B) Short Answer Questions (3–5 lines each)

1. Outline the anatomical differences between the infantile and pubertal uterus and cervix.
2. Explain the roles of adrenarche and gonadarche in female puberty.
3. List three physiological mechanisms for vasomotor symptoms in menopause.
4. Enumerate absolute contraindications to systemic menopausal hormone therapy.
5. Define premature ovarian insufficiency and name two investigations that support the diagnosis.

C) Long Answer Questions

1. Describe the anatomical and physiological changes during female puberty, including HPO maturation, skeletal effects, genital tract changes and sequence to menarche. Discuss common deviations (precocious, delayed puberty) with first-line evaluation.
2. Explain menopausal physiology and anatomy—ovarian senescence, hypothalamic thermoregulation, GSM, bone and cardiovascular changes. Outline evidence-based indications, regimens, and contraindications for MHT, and non-hormonal options.

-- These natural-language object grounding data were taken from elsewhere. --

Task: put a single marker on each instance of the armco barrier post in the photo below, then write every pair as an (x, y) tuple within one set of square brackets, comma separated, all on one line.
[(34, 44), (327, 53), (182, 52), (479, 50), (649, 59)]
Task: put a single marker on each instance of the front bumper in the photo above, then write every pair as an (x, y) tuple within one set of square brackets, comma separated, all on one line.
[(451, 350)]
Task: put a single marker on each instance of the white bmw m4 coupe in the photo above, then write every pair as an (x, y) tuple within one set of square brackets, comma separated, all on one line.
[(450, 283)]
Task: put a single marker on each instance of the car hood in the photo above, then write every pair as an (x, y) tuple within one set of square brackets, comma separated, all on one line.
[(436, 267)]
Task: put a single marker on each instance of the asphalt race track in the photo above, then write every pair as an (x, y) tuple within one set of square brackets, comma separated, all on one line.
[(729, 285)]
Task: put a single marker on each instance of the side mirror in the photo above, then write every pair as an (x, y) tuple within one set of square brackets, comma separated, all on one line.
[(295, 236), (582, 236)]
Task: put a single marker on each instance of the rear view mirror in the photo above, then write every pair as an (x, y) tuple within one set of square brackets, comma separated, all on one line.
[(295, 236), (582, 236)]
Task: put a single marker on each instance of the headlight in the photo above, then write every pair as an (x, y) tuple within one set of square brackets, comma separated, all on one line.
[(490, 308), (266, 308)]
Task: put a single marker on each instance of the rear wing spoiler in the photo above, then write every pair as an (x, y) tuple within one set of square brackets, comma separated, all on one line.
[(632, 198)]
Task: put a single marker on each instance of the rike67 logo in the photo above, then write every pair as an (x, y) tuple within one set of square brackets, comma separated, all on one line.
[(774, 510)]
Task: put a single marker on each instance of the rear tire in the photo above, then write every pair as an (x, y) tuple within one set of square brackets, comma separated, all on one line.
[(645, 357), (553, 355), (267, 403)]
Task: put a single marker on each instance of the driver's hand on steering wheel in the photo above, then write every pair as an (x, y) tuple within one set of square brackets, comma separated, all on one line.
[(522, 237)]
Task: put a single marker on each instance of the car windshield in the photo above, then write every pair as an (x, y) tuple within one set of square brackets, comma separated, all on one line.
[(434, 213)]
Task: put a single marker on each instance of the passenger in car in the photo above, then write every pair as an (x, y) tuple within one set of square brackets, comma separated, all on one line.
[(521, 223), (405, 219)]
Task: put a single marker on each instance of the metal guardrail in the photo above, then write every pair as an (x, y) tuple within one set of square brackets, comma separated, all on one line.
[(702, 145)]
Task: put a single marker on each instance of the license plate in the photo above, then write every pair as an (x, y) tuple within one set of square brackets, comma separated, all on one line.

D) Case-Based (OSCE-style)

A 49-year-old teacher has 3 months of amenorrhoea after years of 26–28 day cycles, with hot flushes disturbing sleep.

• a) Assign a STRAW+10 stage based on her history.
• b) List two lifestyle and two pharmacological options for vasomotor relief.
• c) What baseline health checks will you offer before starting therapy?